In 2014, Thompson returned with the support of Toby Keith's Show Dog label, releasing 10 upbeat songs about drinking and partying. Most notable on this third release was the absence of the tender moments heard on the debut, such as the superb "Sinner" and bitter break up tune, "I Won't Go Crazy." In the four years since his debut, bro country had introduced hip hop beats to mainstream country and with the notable exception of Church, rock and country had separated. Thompson recently regained control of his music and has released part of his lost sophomore recording.
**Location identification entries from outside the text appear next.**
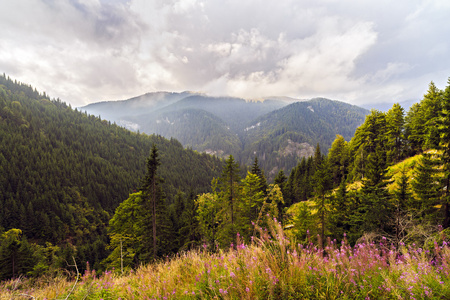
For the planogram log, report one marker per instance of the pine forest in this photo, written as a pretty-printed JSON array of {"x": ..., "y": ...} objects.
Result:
[{"x": 91, "y": 210}]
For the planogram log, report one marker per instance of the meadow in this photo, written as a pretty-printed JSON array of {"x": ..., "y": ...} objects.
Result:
[{"x": 270, "y": 267}]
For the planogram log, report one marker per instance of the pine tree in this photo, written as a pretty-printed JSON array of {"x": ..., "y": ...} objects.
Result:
[
  {"x": 444, "y": 132},
  {"x": 322, "y": 183},
  {"x": 229, "y": 185},
  {"x": 258, "y": 172},
  {"x": 152, "y": 194},
  {"x": 395, "y": 122},
  {"x": 402, "y": 196},
  {"x": 425, "y": 185}
]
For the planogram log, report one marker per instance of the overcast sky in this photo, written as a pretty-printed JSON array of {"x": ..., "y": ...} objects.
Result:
[{"x": 359, "y": 52}]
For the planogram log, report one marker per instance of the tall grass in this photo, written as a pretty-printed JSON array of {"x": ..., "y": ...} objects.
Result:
[{"x": 271, "y": 267}]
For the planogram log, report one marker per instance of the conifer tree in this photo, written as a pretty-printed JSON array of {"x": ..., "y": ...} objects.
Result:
[
  {"x": 425, "y": 185},
  {"x": 444, "y": 131},
  {"x": 229, "y": 185},
  {"x": 152, "y": 194},
  {"x": 395, "y": 122},
  {"x": 322, "y": 183},
  {"x": 258, "y": 172}
]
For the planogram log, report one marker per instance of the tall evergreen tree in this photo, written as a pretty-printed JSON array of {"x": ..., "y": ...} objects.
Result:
[
  {"x": 395, "y": 122},
  {"x": 152, "y": 194},
  {"x": 256, "y": 170},
  {"x": 425, "y": 185},
  {"x": 229, "y": 185},
  {"x": 444, "y": 132},
  {"x": 322, "y": 183}
]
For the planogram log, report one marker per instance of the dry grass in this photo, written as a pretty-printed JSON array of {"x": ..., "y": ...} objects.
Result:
[{"x": 272, "y": 267}]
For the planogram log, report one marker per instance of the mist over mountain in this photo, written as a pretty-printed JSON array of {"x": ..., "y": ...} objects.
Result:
[{"x": 278, "y": 130}]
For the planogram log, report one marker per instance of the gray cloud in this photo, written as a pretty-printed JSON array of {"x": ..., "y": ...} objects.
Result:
[{"x": 355, "y": 51}]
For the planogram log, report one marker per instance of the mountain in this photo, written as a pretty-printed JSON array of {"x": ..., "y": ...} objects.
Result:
[
  {"x": 63, "y": 172},
  {"x": 277, "y": 130}
]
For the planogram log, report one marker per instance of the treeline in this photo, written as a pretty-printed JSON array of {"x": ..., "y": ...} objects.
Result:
[
  {"x": 382, "y": 184},
  {"x": 361, "y": 186},
  {"x": 63, "y": 173}
]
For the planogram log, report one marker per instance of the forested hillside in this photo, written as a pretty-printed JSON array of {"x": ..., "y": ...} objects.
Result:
[
  {"x": 63, "y": 173},
  {"x": 283, "y": 137},
  {"x": 280, "y": 133},
  {"x": 390, "y": 180}
]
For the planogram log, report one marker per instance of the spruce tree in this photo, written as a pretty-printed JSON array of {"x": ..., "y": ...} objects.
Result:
[
  {"x": 152, "y": 194},
  {"x": 424, "y": 185},
  {"x": 228, "y": 185},
  {"x": 444, "y": 132}
]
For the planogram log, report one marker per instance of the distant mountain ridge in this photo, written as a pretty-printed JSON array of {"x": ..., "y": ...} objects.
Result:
[{"x": 279, "y": 130}]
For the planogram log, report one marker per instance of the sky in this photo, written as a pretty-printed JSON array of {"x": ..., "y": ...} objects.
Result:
[{"x": 360, "y": 52}]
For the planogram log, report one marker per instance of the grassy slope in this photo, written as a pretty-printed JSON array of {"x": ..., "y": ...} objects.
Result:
[{"x": 267, "y": 269}]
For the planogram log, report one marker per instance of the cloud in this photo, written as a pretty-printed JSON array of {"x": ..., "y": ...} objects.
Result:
[{"x": 91, "y": 50}]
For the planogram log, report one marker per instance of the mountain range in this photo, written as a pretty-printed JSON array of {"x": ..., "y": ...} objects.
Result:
[{"x": 278, "y": 131}]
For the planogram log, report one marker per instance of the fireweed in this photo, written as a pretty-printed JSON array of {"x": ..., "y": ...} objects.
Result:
[{"x": 271, "y": 267}]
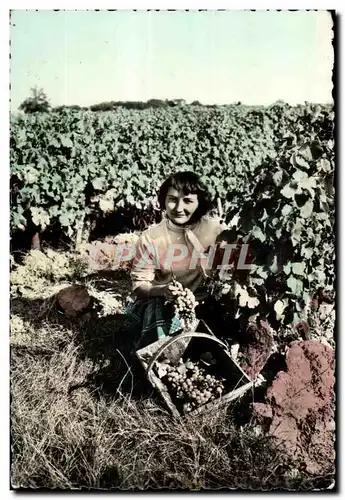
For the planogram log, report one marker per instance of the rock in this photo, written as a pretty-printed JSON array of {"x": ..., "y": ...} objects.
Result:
[
  {"x": 300, "y": 402},
  {"x": 255, "y": 348},
  {"x": 73, "y": 300}
]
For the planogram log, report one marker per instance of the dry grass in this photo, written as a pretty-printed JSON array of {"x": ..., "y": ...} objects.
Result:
[{"x": 82, "y": 414}]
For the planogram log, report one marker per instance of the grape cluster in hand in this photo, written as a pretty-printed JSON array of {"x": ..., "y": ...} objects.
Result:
[
  {"x": 184, "y": 305},
  {"x": 191, "y": 384}
]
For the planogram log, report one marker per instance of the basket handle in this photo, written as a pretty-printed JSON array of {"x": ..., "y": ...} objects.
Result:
[{"x": 175, "y": 339}]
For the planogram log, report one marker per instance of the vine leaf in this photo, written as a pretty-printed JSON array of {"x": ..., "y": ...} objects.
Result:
[
  {"x": 307, "y": 209},
  {"x": 295, "y": 285}
]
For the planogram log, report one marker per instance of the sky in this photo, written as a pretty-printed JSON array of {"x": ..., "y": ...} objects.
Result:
[{"x": 85, "y": 57}]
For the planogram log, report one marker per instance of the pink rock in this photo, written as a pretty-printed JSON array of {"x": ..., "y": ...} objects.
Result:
[{"x": 301, "y": 401}]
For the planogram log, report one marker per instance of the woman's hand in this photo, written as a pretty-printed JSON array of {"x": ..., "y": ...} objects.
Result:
[{"x": 172, "y": 290}]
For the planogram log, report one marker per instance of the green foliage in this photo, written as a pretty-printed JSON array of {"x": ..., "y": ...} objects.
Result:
[
  {"x": 288, "y": 222},
  {"x": 272, "y": 167}
]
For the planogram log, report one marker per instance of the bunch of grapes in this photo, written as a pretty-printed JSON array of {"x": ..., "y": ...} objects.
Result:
[
  {"x": 190, "y": 384},
  {"x": 184, "y": 305}
]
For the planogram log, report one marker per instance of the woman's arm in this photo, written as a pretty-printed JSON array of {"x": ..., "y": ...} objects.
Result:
[{"x": 146, "y": 290}]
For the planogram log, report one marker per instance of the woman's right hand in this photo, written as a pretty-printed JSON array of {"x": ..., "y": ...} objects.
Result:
[{"x": 171, "y": 291}]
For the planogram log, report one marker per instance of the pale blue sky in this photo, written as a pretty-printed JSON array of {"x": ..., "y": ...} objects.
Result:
[{"x": 85, "y": 57}]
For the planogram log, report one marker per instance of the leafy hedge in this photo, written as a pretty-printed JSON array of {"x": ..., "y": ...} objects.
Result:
[{"x": 272, "y": 168}]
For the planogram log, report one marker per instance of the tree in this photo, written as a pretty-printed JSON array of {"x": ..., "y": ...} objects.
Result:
[{"x": 37, "y": 103}]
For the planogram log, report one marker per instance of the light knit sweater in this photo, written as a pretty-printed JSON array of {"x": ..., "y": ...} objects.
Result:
[{"x": 165, "y": 249}]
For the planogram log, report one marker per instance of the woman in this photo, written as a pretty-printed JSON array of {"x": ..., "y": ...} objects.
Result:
[{"x": 172, "y": 248}]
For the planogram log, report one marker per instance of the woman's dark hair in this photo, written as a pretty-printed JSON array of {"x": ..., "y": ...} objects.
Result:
[{"x": 188, "y": 183}]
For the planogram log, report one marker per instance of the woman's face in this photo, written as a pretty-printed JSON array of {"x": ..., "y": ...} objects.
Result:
[{"x": 180, "y": 207}]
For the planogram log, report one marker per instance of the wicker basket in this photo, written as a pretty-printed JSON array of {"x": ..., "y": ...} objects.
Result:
[{"x": 186, "y": 344}]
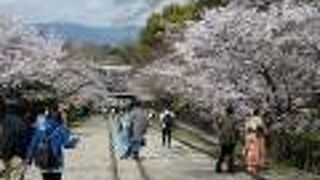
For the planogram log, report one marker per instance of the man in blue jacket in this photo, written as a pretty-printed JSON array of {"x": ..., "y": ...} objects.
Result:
[{"x": 56, "y": 136}]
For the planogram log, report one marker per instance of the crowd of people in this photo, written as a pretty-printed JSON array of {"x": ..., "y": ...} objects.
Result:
[
  {"x": 32, "y": 133},
  {"x": 132, "y": 125},
  {"x": 35, "y": 133},
  {"x": 254, "y": 149}
]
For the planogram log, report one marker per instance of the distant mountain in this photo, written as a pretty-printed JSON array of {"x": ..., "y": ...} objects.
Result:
[{"x": 75, "y": 33}]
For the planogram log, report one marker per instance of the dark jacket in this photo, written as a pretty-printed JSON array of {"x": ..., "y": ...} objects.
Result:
[
  {"x": 13, "y": 129},
  {"x": 227, "y": 130}
]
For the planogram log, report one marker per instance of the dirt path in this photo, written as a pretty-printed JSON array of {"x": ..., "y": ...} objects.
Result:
[{"x": 94, "y": 160}]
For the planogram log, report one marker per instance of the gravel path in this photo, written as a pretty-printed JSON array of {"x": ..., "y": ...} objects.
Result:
[{"x": 94, "y": 160}]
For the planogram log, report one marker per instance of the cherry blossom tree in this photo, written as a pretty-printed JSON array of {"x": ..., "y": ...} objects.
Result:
[
  {"x": 25, "y": 52},
  {"x": 250, "y": 53}
]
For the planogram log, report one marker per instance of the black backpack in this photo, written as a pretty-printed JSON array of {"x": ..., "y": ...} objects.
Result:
[
  {"x": 45, "y": 156},
  {"x": 168, "y": 120}
]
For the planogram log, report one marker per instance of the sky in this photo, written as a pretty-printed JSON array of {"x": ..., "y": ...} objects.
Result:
[{"x": 98, "y": 13}]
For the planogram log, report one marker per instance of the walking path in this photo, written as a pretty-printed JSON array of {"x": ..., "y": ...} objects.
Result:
[{"x": 94, "y": 160}]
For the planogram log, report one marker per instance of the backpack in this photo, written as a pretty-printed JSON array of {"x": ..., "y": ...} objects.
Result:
[
  {"x": 45, "y": 156},
  {"x": 167, "y": 120}
]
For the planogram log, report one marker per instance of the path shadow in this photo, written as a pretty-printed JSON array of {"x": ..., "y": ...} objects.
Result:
[{"x": 144, "y": 174}]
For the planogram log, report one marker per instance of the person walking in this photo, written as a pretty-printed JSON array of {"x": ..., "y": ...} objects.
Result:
[
  {"x": 123, "y": 134},
  {"x": 227, "y": 140},
  {"x": 48, "y": 142},
  {"x": 12, "y": 135},
  {"x": 255, "y": 150},
  {"x": 166, "y": 119},
  {"x": 139, "y": 127}
]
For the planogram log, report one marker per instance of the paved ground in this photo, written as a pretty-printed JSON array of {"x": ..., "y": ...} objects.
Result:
[{"x": 94, "y": 160}]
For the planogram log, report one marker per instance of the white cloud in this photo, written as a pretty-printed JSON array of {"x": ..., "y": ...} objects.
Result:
[{"x": 88, "y": 12}]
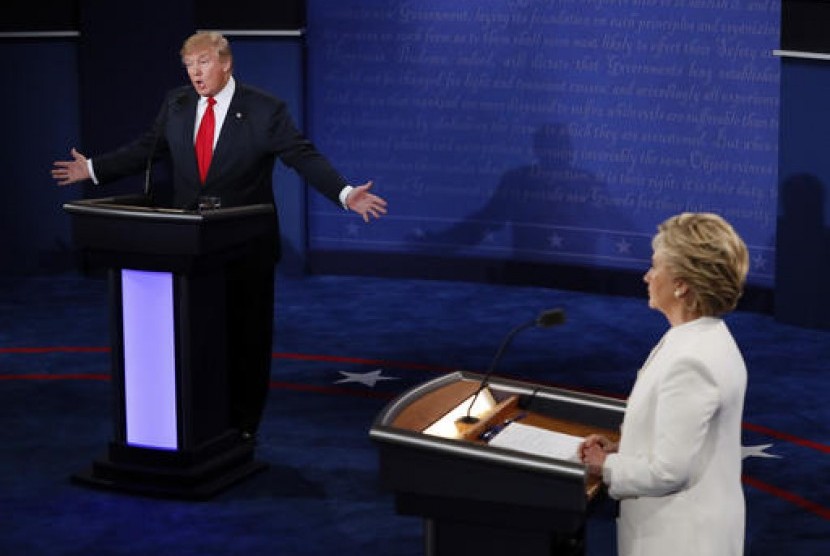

The first half of the album released makes sense as a middle point between the two full lengths. There are moments of rocking country, such as "Same Ol Plain Ol Me," which is reminiscent of his early track, "Blame it on Waylon," with a twangy Telecaster and a strong bass line. In fact, the guitar is a strong presence on the album, similar to the placement on Brad Paisley albums, although Thompson has more of an outlaw image than the clean-cut guitar slinger. The smooth "Change" has a soulful tone, as he reflects on life and death, while "Gotta Go to Heaven" bridges the gap between gospel and modern country music. Closer "Livin' Like Hank" has a guest appearance from Justin Moore and is the sole track that sounds like it fits with his recent output. It's an upbeat and uninspired song that we've heard in various forms from Moore and Dierks Bentley and others multiple times over the past decade and the obvious weak spot.
As a whole, this is a fitting follow-up to Thompson's debut. The songs are interesting, and the change in tempo adds a variation that wasn't obvious on his last release. While the decision to release the album in two pieces is strange, this half suggests that this album deserves to have been released in full years ago.